Thursday, January 14, 2010

The name game

There are probably as many reasons for choosing to use a pseudonym as there are authors donning one. This is mine.

I have never been and never will be a writer to write one thing only. I wouldn't even want to. I'm too restless for that, too scattered in my interests and too undecided in my tastes. It would never work. I'd go mad and drive others up the wall so I could pace the floor like the caged lion I become when someone flashes too short a leash. If variety is the spice of life, give me a herbarium. I yam what I yam, I second that certain sailorman. I don't deny it, but how to play it smart, now that was the question when I queried Ellora's Cave. 

I started this blog while taking part in The Seventy Days of Writing Challenge under the same pen name (which I didn't know EC might veto, which they didn't). I'd put up an email account for yours truly. I was up and running and chocking on humble pie. I felt I'd made a concession going in with a nom de plume. All because I had written erotica. All because I had been warned I might start receiving unwanted messages and attention. 

I wanted to say I didn't care, that I could distinguish between fact and fiction, between what I write and who I am, and to hell with those who can't and get confused, or those for whom sex is not a dirty word, it's dirty period. The warnings annoyed me. Gigantic period. I got angry thinking I might have to choose between censoring what I wrote and disguising who wrote; caged seeing that leash offered up to me; upset the fantasies and intolerance and misapprehensions of others played a role in what role I assumed or chose not to. 

Imagine your child bringing in the mail and handing you a postcard inviting you to be the guest of honor at a group sex session. Spotting a picture in the trash of a naked man palming his pride and joy, another invitation. Imagine receiving obscene phone calls on end, a package containing someone's sperm donation. These are real-life examples from the lives of young women who write erotica or whose writings include passages with explicit sex. 

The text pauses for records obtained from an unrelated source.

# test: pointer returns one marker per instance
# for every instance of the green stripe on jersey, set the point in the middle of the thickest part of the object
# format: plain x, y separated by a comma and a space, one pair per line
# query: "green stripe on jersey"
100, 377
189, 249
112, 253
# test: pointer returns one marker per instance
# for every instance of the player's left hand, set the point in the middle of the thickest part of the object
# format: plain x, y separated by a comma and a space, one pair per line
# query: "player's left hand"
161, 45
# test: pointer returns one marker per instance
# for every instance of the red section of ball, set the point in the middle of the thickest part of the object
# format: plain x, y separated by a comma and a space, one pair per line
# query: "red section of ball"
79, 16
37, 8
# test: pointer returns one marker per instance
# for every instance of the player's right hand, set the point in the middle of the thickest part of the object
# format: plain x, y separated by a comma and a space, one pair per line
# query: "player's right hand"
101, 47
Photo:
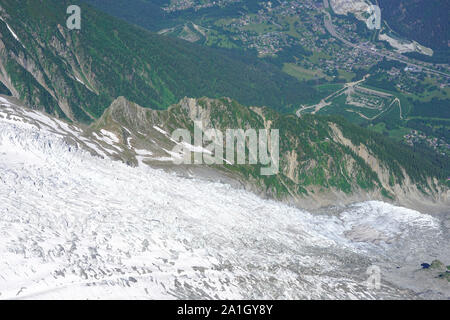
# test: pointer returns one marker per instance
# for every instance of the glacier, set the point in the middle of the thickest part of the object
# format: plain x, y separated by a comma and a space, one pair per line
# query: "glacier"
75, 225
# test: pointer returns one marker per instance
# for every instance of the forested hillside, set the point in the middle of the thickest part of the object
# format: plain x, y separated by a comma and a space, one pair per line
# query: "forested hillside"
78, 73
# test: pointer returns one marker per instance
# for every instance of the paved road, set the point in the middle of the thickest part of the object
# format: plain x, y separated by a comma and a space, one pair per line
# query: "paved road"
332, 30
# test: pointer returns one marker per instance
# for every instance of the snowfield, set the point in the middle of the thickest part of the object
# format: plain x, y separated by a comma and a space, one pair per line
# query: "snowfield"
75, 226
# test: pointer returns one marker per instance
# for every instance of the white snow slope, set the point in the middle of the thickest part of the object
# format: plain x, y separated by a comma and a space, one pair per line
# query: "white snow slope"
77, 226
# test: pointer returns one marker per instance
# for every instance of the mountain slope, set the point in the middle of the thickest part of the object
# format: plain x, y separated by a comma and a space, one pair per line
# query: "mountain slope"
76, 226
323, 160
77, 74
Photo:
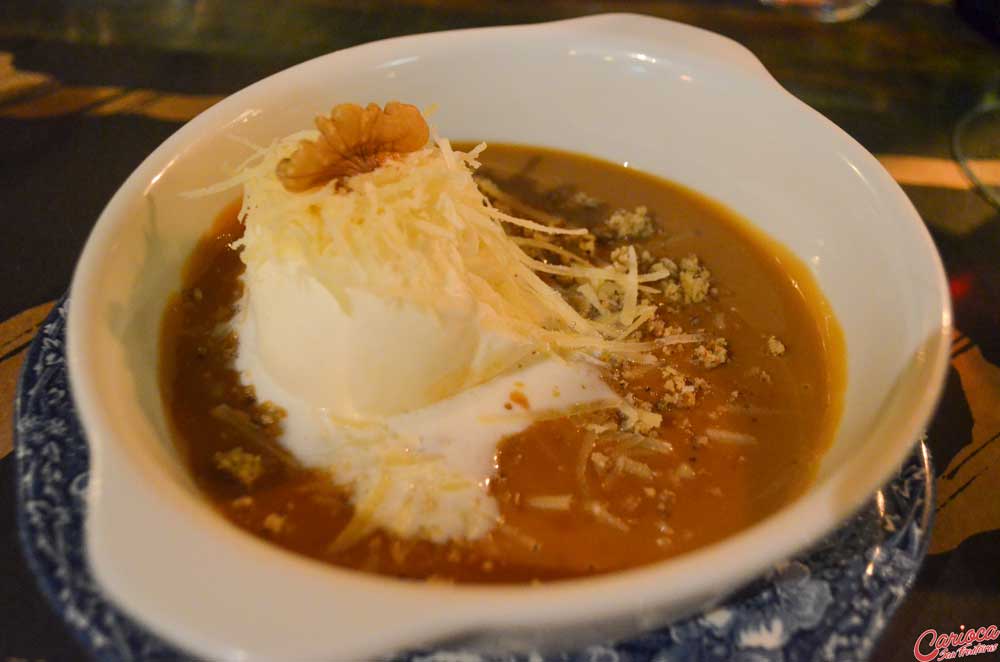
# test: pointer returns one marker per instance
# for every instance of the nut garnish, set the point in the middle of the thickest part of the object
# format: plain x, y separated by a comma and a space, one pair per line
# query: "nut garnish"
353, 140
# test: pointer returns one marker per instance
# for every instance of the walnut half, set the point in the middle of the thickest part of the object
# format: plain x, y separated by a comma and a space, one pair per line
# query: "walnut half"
353, 140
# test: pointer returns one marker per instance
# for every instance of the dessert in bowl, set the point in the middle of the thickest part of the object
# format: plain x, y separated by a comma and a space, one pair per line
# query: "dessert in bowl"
506, 342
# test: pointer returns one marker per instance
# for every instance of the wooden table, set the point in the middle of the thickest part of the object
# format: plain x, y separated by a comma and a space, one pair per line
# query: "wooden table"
114, 80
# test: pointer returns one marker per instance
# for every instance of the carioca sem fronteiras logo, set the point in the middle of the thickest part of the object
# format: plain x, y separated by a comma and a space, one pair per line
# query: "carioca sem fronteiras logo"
972, 641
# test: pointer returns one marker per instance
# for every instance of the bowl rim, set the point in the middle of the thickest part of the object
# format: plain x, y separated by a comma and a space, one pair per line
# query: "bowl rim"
736, 558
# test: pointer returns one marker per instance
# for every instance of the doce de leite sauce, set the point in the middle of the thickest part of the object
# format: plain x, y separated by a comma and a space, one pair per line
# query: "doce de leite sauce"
411, 411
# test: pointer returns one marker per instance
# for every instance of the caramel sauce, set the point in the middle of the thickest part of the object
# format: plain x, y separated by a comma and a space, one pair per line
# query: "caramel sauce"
573, 501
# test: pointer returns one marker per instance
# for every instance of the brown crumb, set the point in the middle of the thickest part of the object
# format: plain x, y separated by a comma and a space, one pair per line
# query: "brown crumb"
242, 502
679, 390
760, 374
695, 280
241, 465
520, 399
274, 523
625, 224
711, 354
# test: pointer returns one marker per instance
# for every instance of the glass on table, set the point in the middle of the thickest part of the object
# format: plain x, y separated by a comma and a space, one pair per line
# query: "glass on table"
827, 11
976, 144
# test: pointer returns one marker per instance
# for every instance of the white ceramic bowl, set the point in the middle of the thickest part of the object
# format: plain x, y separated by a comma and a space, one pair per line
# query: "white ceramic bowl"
668, 99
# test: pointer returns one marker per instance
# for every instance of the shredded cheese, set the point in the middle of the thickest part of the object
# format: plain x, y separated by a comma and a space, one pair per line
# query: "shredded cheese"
420, 224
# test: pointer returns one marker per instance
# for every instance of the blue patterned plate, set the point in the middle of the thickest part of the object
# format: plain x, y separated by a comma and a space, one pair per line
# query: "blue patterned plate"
830, 603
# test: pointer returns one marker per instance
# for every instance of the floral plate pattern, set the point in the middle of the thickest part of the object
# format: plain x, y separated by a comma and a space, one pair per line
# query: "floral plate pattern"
827, 604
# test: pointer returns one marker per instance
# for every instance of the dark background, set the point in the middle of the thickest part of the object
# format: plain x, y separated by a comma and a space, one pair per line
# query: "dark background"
898, 80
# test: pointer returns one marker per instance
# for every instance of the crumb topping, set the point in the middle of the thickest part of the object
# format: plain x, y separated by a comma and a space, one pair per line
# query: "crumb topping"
241, 465
711, 354
774, 346
634, 224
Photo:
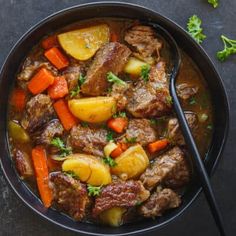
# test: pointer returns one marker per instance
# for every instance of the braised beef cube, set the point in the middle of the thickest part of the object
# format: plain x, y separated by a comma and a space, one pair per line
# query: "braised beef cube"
111, 57
174, 132
23, 163
39, 111
159, 202
140, 130
151, 98
145, 42
69, 195
186, 90
89, 140
120, 194
170, 168
51, 130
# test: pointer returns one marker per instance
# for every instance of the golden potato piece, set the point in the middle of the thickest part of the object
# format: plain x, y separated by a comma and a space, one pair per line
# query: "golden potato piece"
88, 168
134, 66
131, 163
93, 110
82, 44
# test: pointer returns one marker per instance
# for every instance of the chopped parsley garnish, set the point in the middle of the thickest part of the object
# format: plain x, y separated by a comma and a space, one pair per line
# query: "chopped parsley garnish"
109, 161
94, 190
145, 70
214, 3
112, 78
194, 28
64, 151
229, 48
76, 90
131, 140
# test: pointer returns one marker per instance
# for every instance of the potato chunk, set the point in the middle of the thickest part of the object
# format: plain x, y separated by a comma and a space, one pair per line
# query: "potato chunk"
88, 168
131, 163
82, 44
93, 110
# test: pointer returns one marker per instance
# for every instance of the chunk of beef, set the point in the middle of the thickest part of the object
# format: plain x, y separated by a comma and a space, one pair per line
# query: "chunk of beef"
111, 57
152, 98
89, 140
120, 194
39, 111
23, 163
52, 129
142, 130
144, 40
170, 167
174, 132
185, 91
69, 195
159, 202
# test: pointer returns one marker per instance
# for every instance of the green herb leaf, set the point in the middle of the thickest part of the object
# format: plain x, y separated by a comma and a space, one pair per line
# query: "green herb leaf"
229, 48
64, 151
145, 70
94, 190
109, 161
214, 3
112, 78
194, 28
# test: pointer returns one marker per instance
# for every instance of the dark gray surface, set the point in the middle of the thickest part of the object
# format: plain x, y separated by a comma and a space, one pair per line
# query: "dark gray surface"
16, 16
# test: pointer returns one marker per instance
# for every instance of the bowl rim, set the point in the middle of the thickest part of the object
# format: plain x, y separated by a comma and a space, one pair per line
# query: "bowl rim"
45, 20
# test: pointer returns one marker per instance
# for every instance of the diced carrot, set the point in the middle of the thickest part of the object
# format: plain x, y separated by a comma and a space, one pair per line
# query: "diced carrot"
40, 81
49, 42
41, 171
114, 37
59, 88
64, 114
18, 99
158, 145
121, 147
117, 124
55, 56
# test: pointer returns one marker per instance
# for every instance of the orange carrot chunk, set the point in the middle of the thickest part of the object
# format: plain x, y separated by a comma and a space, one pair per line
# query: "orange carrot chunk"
64, 114
117, 124
41, 171
18, 99
40, 81
50, 42
59, 88
158, 145
55, 56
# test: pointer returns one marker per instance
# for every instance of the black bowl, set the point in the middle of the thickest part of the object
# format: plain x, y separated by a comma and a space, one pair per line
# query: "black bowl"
108, 9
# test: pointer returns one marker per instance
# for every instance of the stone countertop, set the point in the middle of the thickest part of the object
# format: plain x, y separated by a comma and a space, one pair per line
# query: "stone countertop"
17, 16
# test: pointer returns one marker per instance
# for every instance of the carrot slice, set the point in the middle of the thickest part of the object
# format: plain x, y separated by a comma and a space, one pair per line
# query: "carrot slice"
64, 114
55, 56
59, 88
18, 99
40, 81
49, 42
158, 145
41, 171
117, 124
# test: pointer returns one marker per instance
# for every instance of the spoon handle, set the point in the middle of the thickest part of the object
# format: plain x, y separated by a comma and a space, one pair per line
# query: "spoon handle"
198, 163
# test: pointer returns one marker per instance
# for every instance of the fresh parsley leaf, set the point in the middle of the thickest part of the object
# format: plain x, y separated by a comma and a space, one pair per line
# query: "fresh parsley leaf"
194, 28
229, 48
110, 135
145, 70
131, 140
94, 190
214, 3
109, 161
112, 78
64, 151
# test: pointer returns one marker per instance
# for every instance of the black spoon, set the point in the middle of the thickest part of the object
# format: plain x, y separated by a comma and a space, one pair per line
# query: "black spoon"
197, 161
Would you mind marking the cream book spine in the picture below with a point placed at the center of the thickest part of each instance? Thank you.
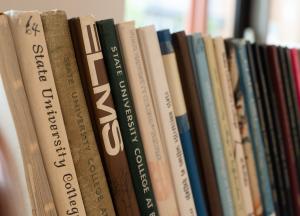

As surely as crime writers should all be arrested for murder, science fiction writers...what planet are they from anyway, and fantasy writers have lost contact with reality, erotica authors must be either oversexed or going without and gagging for it. Could we make a deal, right here, right now: If we are, we'll let you know, okay? Send out invitations to our orgies, or post a call for one. Until then, just...don't. 

I can resist being labeled. I can ignore the hang-ups of others. And I will fight for my children's innocence and peace of mind for as long as I possibly can. They don't have to learn to put up with whatever may be slung my way even if I'm prepared to. They can't choose, so I chose for them; what I hope is the lesser evil, the smaller concession, the longest leash. Humble pie. It's an acquired taste.